Watch Out For Fourth Quarter Feedlot Profits29 September 2014
Calculations show a record run in feedlot returns which are tipped to stay over $100 per head to close the summer.
But Glynn Tonsor, agricultural economics professor at Kansas State University, advises that, while this run of very strong returns so far in 2014 is certainly welcomed by feedlot operators, current projections should be noted and some context on the economics of recent returns should be recognized.
First, animals scheduled to be sold in the fourth quarter are expected to carry much lower and actually very negative returns, writes Professor Tonsor.
This sharp reversal reflects the notable increase in feeder cattle prices and the corresponding lack of further increases in expected fed cattle prices.
It is also important to note the lower economic value reflected by recent record setting $/hd returns.

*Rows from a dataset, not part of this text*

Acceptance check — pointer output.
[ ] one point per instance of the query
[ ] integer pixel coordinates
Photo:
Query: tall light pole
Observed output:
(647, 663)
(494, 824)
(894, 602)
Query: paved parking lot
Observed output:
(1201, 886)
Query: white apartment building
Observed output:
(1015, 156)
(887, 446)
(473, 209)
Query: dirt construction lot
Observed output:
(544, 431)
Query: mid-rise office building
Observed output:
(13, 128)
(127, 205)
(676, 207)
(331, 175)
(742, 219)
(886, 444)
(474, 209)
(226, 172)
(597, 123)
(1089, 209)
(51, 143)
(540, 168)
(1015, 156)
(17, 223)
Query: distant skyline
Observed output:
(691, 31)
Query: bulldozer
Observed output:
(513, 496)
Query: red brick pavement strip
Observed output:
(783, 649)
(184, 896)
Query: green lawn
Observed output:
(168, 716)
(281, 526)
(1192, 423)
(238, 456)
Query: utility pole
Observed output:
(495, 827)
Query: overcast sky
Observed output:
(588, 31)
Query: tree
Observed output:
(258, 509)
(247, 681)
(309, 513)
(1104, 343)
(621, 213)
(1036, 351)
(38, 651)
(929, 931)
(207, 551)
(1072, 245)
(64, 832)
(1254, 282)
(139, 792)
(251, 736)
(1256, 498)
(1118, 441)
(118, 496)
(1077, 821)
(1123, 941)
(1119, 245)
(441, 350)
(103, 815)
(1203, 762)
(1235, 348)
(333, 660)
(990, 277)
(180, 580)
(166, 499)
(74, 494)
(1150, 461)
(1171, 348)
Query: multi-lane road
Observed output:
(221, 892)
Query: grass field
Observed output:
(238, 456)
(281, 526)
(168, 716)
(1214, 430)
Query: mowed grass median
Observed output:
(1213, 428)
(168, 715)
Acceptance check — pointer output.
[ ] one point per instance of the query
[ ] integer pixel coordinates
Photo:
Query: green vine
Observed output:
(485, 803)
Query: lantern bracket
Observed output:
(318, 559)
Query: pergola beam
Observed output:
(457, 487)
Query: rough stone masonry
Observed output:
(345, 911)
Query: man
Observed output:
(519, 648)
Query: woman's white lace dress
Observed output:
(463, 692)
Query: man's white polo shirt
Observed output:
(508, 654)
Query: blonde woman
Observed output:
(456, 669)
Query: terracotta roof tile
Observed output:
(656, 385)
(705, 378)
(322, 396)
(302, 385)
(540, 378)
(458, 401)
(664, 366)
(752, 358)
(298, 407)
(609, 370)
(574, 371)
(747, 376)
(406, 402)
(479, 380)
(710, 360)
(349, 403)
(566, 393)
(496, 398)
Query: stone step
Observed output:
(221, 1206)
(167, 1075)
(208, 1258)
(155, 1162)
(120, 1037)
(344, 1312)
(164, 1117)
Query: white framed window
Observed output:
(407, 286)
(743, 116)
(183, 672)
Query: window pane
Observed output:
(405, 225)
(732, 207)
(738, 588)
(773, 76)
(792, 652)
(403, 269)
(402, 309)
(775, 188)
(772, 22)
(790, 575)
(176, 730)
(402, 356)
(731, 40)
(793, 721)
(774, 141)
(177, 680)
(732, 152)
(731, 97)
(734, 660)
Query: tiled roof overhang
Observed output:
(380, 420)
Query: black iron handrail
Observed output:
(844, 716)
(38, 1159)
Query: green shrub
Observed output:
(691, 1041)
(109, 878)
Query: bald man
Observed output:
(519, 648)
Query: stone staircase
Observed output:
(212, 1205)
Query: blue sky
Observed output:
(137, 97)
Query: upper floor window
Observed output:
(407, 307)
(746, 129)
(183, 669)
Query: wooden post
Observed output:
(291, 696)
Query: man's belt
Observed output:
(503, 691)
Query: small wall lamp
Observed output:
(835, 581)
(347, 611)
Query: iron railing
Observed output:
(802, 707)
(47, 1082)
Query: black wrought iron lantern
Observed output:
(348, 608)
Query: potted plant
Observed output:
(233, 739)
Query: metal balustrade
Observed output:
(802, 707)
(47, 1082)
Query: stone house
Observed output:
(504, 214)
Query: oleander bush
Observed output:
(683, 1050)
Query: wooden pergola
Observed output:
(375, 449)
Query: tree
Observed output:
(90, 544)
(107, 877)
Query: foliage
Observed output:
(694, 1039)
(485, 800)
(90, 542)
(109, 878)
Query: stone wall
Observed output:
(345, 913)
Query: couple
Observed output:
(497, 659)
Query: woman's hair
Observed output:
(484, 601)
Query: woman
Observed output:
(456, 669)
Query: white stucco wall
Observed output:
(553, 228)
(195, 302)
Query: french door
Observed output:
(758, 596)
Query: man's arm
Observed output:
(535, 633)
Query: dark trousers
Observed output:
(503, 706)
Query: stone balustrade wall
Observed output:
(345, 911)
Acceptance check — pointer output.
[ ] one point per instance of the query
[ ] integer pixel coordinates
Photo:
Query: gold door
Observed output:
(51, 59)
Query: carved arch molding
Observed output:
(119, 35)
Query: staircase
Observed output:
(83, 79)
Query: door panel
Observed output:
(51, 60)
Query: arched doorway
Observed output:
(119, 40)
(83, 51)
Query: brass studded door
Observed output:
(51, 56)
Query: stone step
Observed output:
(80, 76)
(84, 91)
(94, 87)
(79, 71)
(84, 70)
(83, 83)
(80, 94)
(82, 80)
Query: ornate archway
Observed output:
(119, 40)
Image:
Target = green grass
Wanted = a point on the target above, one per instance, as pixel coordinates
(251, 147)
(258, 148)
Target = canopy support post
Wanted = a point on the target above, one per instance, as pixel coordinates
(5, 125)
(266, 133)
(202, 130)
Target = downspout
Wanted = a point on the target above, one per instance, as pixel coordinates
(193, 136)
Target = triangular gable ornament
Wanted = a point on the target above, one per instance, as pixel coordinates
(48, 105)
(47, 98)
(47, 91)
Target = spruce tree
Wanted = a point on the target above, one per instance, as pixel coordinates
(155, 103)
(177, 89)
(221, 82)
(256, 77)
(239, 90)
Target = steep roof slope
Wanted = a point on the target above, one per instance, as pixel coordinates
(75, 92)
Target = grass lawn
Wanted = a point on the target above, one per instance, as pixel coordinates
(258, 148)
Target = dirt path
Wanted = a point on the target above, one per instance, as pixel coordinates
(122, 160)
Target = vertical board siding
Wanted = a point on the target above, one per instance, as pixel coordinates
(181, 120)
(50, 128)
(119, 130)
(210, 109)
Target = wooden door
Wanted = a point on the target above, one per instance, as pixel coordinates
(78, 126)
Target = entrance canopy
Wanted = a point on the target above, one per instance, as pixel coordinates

For instance, the July closeout net return of $310/steer is estimated to have been realized by incurring $1,881/hd in total costs.
This compares to the previous record of $308/steer set in October of 2003 with total costs of $957/hd. While the recent return levels are historic on a $/hd basis, the return on investment is far from record setting.
The main implication of this is that feedlot operators, lenders, and analysts would be well-served to note this, pay attention to corresponding implications of elevated capital requirements, and ultimately reflect on these factors in making purchasing/selling and related risk management decisions.